Rhodesia United Air Carriers
| IATA | ICAO | Call sign |
| N/A | N/A | ? |
- Founded: 1957
- Focus cities: None
- Fleet size: 14
- Destinations: Domestic, South Africa
- Headquarters: Salisbury, Rhodesia
- Key people: Coleman Meyers
- Website: None

= Rhodesia United Air Carriers =

Rhodesia United Air Carriers (RUAC) was a company formed in 1957 by the amalgamation of several existing charter companies; Air Carriers Limited and Flights (1956) of Salisbury, and Fishair of Victoria Falls.
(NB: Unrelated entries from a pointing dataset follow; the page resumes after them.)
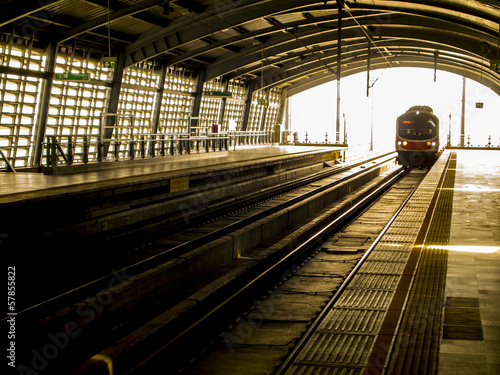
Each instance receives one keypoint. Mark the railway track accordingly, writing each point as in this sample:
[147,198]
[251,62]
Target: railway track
[123,301]
[276,318]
Commercial Air Services (Rhodesia) of Bulawayo was integrated into RUAC in August 1960, following the merger of its holding company, Airwork Ltd (also known as Airwork Services), with Hunting-Clan (which had owned Air Carriers Ltd), a subsidiary of the maritime company Clan Line.

RUAC was a Beechcraft agent for Central Africa. They operated a fleet of Beech Barons, several Piper Apache and Aztec aircraft, a De Havilland Dove, a Beechcraft Musketeer and a Beechcraft Bonanza.

The company had bases at Salisbury (head office and maintenance base), Bulawayo and Victoria Falls.